Taking photographs (which I do, like everything, a little too seriously) fills the void a little. My camera literally goes everywhere with me. At one level, it’s a practical solution – I have to travel from a to b, I have to go to lunch (most days), I have to progress through life. I see things and because my camera is there, I take a picture of them. I try to ensure that the picture means something or (at any rate) has a number of possible ways of being read. It’s a conscious act and the choices I’ve made in the equipment I use reflect that (within certain financial limitations!). It also (at the risk of being melodramatic) helps keeps the void at bay.
(And yes, I passed the degree. I’d accepted that I’d only get a merit given the amount of work that I was able to put in but I really wanted a distinction for the project. Which I got. I felt like a fully functional, intelligent, powerful human being for weeks. I’m aware that this isn’t a healthy attitude!)

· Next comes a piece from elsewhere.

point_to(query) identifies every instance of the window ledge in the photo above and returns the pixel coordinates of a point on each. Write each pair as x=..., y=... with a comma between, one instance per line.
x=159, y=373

To finally get to another part of the question, I have a Pentax 100D – a 6 megapixel camera and an absolutely entry level DSLR. On the other hand, it’s a Pentax – built like the proverbial brick outhouse and backwards compatible with the old manual lenses from supermum’s film Pentax SLR. It came with a kit lens – an 18mm to 55mm but the low light performance of that lens is fairly average and there’s visible distortion (well, to me) at the extremes of its zoom. So I’ve been working with fixed zooms and primes – supermum’s old 135mm (which the crop factor on digital SLR’s renders a 200mm), an old 28mm I picked up that acts as a 50 and a 50mm F2.0 that I recently replaced with an Ebay sourced fully automatic 50mm that stops all the way down to F1.4. That’s currently my main lens, though I’ll still use the other two. I keep an eye open for cheap old lenses, though – they’re fun and I like the discipline of having to make all the decisions about focusing, depth of field, exposure and so on. I also like the fact that old lenses have forced me to really think about what I’m taking, to physically move backwards and forwards to get the angle I want rather than just pressing a button. I think I’ve learned faster that way.
Usually, I’ll pick a lens for the day and stick with it (almost invariably the FA 50mm at the moment) but if I’m on a family outing, I’ll carry an alternative.
Processing (I use Apple’s Aperture on my MacBook) takes time but I can find half an hour to edit a batch of photos in front of the TV and feel that I’m engaging in a kind of sociability with supermum. Just not every night. Mostly, the editing is throwing pictures away! I don’t have time to cultivate Flickr to much of an extent but I follow people who’s work I like. I keep a strict line between family snapshots and photos, though I’m very proud of some of the pictures of my children. But they stay within the family curtainwall, 99% of the time.
I’m not entirely sure what this post is about. Letting off steam, perhaps? Tricky. Forgive the self-indulgence. Last time anyone asks me a question!!